The $1 rule makes most transactions quick and easy; no grueling deliberation, emotion, or mental strain—just a straightforward cost-benefit analysis.

“If an item comes out to one dollar or less per use, I give myself the green light to buy it. The $1 rule allows you to buy things you use frequently while preventing impulse purchases that might seem like a good deal,” Joy says.

The real power of this rule comes from preventing the purchase of items that appear to offer good value.

Imagine the Xbox was on sale for $300, down from $500. That $200 savings seems like a great deal. However, for the frequency of use, it’s still too expensive. At $300, it would still be more than $8 per use.

According to Joy, her strategy helps her overcome price anchoring, the phenomenon where people attach too much weight to the original price.

In our example, the video game console started at $500, so the $300 price reduction seems like a great deal and hard to resist.

Retailers are well-versed in this psychological tactic. That’s why discount signs are prominent and bright. They want you to believe you’re getting a good deal, whether you need the item or not.

The 80/20 rule

The 80/20 rule is often mentioned, and you’ve probably heard a version of it.

For Joy, when it comes to financial health, 80/20 means sticking to items used 80% of the time or more.

Need a new set of dinnerware? If you eat in most of the time, Joy would likely say it makes sense to make the purchase. If you eat out a few times a week, she’d recommend skipping the purchase.

Next time you’re considering a new purchase, ask yourself: Will I use this 80% of the time or more? If yes, you’ve been greenlit for the purchase. If not, put the plates back and move along.

Zero-based budgeting

When Joy discovered zero-based budgeting, it was a revelation.

With traditional budgeting, all expenses are accounted for, with any money left over typically going into savings or investments. With zero-based budgeting, every incoming dollar is accounted for ahead of time.

Why is this distinction important?

Zero-based budgeting offers a clearer picture of where every dollar will go. There’s no guessing about how much money you’ll have left to spend.

This approach often emphasizes the importance of cost-cutting measures. During months when income is lower, you’ll be accurately aware of the belt-tightening requirements in advance.

While it may not always be pleasant, zero-based budgeting is effective. That’s the point.

Prioritize what you genuinely cherish

This rule helps humanize Joy’s approach. While an Xbox might be nice, if you’re not a big fan of video games, you likely won’t miss it.

Instead, if you love sneakers more than anything else, that’s fine. Don’t torture yourself. Identify what you value most, and keep some cash available for those purchases.

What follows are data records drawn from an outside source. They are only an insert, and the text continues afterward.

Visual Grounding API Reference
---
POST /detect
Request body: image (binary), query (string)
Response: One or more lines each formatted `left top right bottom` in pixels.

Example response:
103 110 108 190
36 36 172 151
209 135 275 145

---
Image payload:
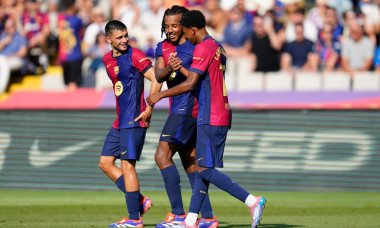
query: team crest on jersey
113 66 119 75
168 71 177 81
115 81 123 96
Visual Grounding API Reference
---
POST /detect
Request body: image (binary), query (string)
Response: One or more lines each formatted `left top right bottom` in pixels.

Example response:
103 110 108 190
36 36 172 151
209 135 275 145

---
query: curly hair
105 20 127 36
161 5 189 39
181 10 206 29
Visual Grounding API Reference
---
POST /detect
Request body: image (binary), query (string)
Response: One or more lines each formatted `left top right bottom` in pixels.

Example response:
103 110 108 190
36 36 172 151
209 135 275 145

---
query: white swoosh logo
29 137 101 167
0 132 11 171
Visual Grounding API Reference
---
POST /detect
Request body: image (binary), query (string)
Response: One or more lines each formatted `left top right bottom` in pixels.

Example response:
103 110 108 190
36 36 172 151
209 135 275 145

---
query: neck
197 28 210 44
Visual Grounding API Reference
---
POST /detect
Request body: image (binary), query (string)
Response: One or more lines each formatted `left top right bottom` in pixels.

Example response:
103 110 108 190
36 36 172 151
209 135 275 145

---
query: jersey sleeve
154 42 162 59
189 45 213 75
132 48 152 74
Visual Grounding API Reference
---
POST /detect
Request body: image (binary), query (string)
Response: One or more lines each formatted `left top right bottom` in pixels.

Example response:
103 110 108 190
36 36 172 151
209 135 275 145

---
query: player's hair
62 0 75 10
181 10 206 29
105 20 127 36
161 5 189 39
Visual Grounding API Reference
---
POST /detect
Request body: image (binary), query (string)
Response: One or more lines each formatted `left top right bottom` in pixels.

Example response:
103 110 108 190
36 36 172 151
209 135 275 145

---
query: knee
154 147 174 170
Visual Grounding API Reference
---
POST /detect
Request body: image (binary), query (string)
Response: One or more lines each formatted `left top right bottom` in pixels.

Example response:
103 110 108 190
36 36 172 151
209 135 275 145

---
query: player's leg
155 139 186 228
196 125 266 227
178 147 219 228
99 128 152 214
110 128 146 227
155 114 190 228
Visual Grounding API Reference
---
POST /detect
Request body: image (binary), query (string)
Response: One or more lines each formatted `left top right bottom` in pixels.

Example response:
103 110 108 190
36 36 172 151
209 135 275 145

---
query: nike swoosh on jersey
29 137 101 167
0 132 11 171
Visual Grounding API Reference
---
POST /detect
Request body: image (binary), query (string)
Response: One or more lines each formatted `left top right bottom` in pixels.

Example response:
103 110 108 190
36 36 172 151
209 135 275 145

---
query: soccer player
147 10 266 228
155 5 219 228
99 20 161 227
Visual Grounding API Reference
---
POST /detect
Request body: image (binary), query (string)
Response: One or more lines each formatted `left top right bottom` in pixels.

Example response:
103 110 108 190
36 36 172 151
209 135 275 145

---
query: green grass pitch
0 190 380 228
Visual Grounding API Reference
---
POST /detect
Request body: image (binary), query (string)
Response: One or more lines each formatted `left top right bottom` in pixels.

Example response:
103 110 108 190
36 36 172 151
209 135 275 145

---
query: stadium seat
322 72 351 91
265 71 293 92
294 72 322 91
352 72 380 91
238 72 264 92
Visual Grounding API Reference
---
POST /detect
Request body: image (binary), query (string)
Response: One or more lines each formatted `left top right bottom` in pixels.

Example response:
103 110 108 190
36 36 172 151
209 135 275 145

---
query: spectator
58 0 84 91
223 6 252 58
21 0 50 74
373 46 380 74
82 32 112 89
285 8 318 42
307 0 327 30
0 17 27 94
112 0 140 33
139 0 165 46
83 7 106 50
317 23 341 71
204 0 228 41
281 23 318 73
326 7 343 42
251 16 282 72
342 23 375 77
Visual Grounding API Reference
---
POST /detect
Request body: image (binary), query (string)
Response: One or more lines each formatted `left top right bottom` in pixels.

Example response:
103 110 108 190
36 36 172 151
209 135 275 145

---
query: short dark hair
105 20 127 36
161 5 189 37
181 10 206 29
62 0 75 10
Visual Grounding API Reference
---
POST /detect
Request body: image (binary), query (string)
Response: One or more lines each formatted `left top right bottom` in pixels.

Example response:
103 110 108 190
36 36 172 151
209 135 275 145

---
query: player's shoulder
103 50 114 62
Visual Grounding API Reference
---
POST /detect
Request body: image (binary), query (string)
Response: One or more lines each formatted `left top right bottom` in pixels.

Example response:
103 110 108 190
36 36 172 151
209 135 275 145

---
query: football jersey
155 40 198 117
103 46 152 129
58 13 84 61
190 36 231 126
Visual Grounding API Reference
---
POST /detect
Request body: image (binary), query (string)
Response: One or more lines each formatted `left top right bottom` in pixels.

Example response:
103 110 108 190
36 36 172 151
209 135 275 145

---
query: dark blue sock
189 173 209 214
187 172 214 219
199 168 249 203
115 175 144 202
161 164 185 215
125 191 140 220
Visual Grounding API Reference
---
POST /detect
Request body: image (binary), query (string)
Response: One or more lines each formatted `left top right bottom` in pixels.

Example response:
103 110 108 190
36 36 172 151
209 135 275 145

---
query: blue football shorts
101 127 147 160
160 114 197 147
195 125 228 168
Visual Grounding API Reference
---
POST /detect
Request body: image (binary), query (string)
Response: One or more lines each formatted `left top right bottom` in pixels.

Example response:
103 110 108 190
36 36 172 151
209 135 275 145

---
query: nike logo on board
29 137 103 167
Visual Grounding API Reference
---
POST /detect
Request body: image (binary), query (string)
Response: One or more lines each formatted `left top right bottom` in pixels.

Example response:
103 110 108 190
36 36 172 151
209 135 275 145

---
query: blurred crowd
0 0 380 94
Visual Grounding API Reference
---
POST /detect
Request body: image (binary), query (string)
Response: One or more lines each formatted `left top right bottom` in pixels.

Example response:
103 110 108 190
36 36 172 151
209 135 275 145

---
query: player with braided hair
155 5 219 228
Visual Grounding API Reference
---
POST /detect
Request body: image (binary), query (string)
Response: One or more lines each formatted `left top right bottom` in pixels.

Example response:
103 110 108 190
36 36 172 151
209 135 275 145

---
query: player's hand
169 52 177 61
135 106 152 127
146 93 161 107
169 57 182 71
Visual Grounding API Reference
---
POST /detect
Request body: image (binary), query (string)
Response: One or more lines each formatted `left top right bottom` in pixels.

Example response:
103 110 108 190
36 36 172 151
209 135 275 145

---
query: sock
125 191 140 220
187 172 214 219
189 173 209 214
199 168 249 203
244 194 257 207
185 212 198 226
161 164 185 215
115 175 144 202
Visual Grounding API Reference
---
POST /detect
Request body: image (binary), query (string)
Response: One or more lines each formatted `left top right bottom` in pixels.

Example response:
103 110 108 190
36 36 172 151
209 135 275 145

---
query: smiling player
155 5 219 228
99 20 161 227
147 10 266 228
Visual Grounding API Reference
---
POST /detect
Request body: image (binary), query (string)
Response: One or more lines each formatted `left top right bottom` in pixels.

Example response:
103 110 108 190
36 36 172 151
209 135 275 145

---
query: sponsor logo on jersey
115 81 123 96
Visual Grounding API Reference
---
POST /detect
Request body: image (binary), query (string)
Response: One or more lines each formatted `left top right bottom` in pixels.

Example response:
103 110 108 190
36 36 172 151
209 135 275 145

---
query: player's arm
146 71 200 106
154 53 183 83
135 67 162 127
154 56 172 83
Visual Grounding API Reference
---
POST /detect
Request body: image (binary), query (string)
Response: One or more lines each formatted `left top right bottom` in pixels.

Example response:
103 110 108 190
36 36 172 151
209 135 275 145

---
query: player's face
182 27 197 44
106 30 129 52
164 14 183 43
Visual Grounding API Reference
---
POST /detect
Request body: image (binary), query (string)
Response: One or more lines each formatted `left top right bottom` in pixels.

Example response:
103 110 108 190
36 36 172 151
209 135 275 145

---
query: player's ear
106 36 111 44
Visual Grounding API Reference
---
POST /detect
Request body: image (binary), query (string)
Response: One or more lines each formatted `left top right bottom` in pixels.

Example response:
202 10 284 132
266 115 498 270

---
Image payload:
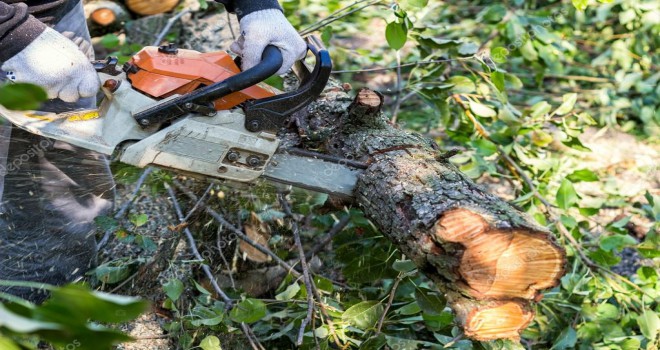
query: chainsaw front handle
245 36 332 132
133 45 283 128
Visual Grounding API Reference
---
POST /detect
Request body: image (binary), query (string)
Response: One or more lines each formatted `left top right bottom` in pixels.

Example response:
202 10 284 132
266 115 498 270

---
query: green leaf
490 72 506 92
0 83 48 111
275 283 300 300
199 335 222 350
477 4 506 23
385 22 408 50
422 312 454 331
396 302 422 316
94 260 131 284
532 130 554 147
163 278 184 301
572 0 589 11
551 327 577 350
129 214 149 227
490 47 509 63
94 216 119 231
360 333 387 350
470 101 497 118
567 169 598 183
321 26 332 46
519 40 539 62
415 288 447 315
637 266 658 283
445 75 477 94
599 234 637 251
588 248 621 266
637 309 660 341
392 260 417 273
400 0 429 10
191 303 225 327
0 304 61 333
553 93 577 115
596 304 619 320
229 299 266 323
557 179 578 209
101 34 120 49
458 42 479 56
135 235 158 252
341 300 384 330
0 335 21 350
530 101 552 118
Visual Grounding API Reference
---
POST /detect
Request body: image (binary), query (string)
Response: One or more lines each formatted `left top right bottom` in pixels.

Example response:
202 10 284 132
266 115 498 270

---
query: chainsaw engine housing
124 46 278 110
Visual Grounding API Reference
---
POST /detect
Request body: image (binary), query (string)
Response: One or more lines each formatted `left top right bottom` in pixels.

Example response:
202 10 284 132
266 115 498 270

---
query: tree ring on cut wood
434 208 564 300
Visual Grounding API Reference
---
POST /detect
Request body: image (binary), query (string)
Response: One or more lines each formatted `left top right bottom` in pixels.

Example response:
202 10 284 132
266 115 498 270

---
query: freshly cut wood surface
283 83 565 340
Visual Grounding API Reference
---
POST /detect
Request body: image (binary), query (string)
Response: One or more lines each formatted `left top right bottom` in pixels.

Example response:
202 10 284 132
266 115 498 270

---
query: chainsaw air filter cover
125 46 277 110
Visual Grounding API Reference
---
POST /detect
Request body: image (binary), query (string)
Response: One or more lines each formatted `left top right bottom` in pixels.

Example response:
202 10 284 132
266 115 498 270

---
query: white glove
231 9 307 75
0 28 100 102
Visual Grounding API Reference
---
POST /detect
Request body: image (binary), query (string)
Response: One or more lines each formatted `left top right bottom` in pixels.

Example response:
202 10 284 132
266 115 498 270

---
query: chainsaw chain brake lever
133 45 283 128
133 36 332 132
244 36 332 132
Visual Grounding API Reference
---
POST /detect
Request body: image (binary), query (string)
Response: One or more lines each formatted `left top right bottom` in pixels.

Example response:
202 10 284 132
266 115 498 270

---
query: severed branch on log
280 83 566 340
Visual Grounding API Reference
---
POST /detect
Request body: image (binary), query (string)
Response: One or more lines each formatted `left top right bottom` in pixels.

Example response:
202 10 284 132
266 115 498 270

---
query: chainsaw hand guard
133 37 332 132
245 36 332 132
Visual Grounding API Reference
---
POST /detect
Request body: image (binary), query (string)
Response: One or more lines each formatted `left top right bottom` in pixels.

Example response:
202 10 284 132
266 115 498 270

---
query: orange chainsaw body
127 46 277 110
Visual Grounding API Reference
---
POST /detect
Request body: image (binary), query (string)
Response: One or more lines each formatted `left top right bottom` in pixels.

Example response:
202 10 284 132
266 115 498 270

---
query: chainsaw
0 36 361 197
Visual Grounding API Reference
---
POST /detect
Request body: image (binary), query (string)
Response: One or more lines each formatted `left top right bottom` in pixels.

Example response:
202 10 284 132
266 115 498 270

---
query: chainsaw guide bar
0 37 363 197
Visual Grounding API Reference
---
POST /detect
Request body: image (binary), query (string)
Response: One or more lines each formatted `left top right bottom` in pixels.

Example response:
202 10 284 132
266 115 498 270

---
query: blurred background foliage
0 0 660 349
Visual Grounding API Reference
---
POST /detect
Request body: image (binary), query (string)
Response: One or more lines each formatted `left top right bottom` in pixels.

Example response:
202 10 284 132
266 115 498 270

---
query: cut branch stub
289 89 566 340
344 88 383 129
434 209 564 299
454 300 534 341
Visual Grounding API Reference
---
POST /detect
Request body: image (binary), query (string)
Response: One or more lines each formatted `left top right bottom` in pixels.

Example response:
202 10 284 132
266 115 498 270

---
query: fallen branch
277 193 316 346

Money is limited, so why not spend it on items you truly want, love, and will use often?

Psychologically, this is a potent strategy. It frees you from the constraints of temptation. You can forgo the Xbox relatively easily, but you know sneakers are a different story.

Be honest with yourself, identify those special items, and allow yourself more flexibility when encountering them.

What's next?

These rules may be simple, but they aren’t particularly easy. It’s like exercise. Most of us know exactly what to do, but few of us are regular practitioners.

If the rules seem overwhelming, start small. Pick one rule to follow in the beginning. You’ll likely be motivated by success and watch the momentum (and savings) build.